Second, as mentioned previously, the conditions state that services must be ordered by a practitioner with clinical privileges or another practitioner as allowed by state law and authorized by the hospital’s medical staff and governing body. Thus, radiologists may order exams as long as the hospital’s governing body authorized them to order services for patients.
All orders for diagnostic tests must be medically necessary; therefore, if an order is changed from what was originally requested, the medical necessity of the change also must be documented to support the revised order. For example, a CT lateral spine without contrast was ordered on a patient for trauma, contusion lower back. Upon screening the patient in radiology, it was determined that the patient has undergone back surgery, so the study needs to be performed with contrast. The radiology report should explain the reason for the change. This revised order must be authorized by the ordering physician or, if allowed by the hospital’s governing body, can be authorized by the radiologist. Regardless of the authenticating physician, a revised order must be obtained so that the study performed matches the study ordered.
Q: If an exam is performed without an order due to department protocol, is it appropriate to bill some patients when an updated order can be obtained and not bill others when you cannot get an updated order?
A: It is best not to perform any exam without an order. If this happens frequently, the referring physicians should be educated on the clinical indications that should trigger an additional study so that the appropriate imaging exam can be ordered without the need for requesting a revised order.
Q: In an IDTF setting, is it appropriate to accept orders for Medicare beneficiaries that are signed with the physician’s name and then countersigned by someone else (eg, Dr Smith/Patty Jones)?
A: From a Medicare perspective, the orders must be signed by the ordering physician.
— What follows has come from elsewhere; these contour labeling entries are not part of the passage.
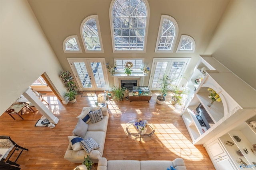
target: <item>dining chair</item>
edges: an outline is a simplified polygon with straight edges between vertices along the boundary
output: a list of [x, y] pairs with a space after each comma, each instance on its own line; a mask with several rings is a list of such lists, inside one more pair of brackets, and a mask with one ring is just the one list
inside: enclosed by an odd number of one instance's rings
[[[28, 149], [24, 148], [18, 145], [11, 139], [9, 136], [0, 136], [0, 145], [1, 148], [9, 149], [7, 152], [4, 155], [4, 157], [0, 160], [0, 165], [9, 168], [11, 169], [20, 170], [20, 164], [17, 163], [17, 161], [24, 150], [28, 151]], [[14, 154], [14, 152], [20, 150], [16, 154]], [[16, 155], [18, 155], [18, 156]], [[13, 156], [15, 158], [11, 157]], [[16, 158], [15, 161], [13, 161]], [[0, 168], [0, 169], [2, 169]]]
[[[24, 107], [25, 107], [25, 105], [24, 105], [23, 106], [23, 107], [18, 107], [17, 108], [9, 108], [8, 109], [7, 109], [5, 111], [4, 113], [6, 113], [8, 114], [12, 117], [12, 118], [14, 120], [15, 120], [15, 118], [14, 118], [14, 117], [13, 116], [12, 116], [12, 115], [13, 115], [13, 114], [18, 115], [20, 116], [21, 118], [22, 118], [22, 119], [24, 120], [24, 119], [23, 119], [23, 118], [21, 116], [21, 115], [20, 115], [19, 114], [19, 113], [20, 113], [21, 114], [22, 114], [22, 109], [23, 109], [23, 108], [24, 108]], [[16, 111], [15, 111], [16, 109]]]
For instructions regarding acceptable signatures, see Medicare Program Integrity Manual, Chapter 3, Section 220.127.116.11.
Q: Can an IDTF accept a verbal order?
A: The Medicare Claims Processing Manual (Chapter 35, Section 20) states the following:
All procedures performed by the IDTF must be specifically ordered in writing by the physician or practitioner who is treating the beneficiary, that is, the physician who is furnishing a consultation or treating a beneficiary for a specific medical problem and who uses the results in the management of the beneficiary’s specific medical problem. (Nonphysician practitioners may order tests as set forth in CFR 410.32(a)(3).)
The order must specify the diagnosis or other basis for the testing. The supervising physician for the IDTF may not order tests to be performed by the IDTF, unless the IDTF’s supervising physician is in fact the beneficiary’s treating physician. That is, the physician in question had a relationship with the beneficiary prior to the performance of the testing and is treating the beneficiary for a specific medical problem. The IDTF may not add any procedures based on internal protocols without a written order from the treating physician.
In other words, if the IDTF accepts a verbal order to set up an appointment for imaging, it must obtain the order in writing prior to performing the exam.
While many more questions about exam orders could be included in this article, I think this collection hits most of the common issues. Keep in mind that individual payer guidelines always prevail, and navigating these guidelines continues to become more challenging. It is important that management evaluate who is responsible for the heavily administrative task of ensuring correct orders and that clinical staff are not inappropriately burdened with this chore. There is great value in having clinical staff review the orders, but that does not translate into giving them the primary responsibility for obtaining correct orders.
— Melody W. Mulaik, MSHS, RCC, CPC, CPC-H, PCS, is president and cofounder of Coding Strategies Inc, which provides specialty-specific auditing and educational services for physicians, hospitals, and billing companies nationwide.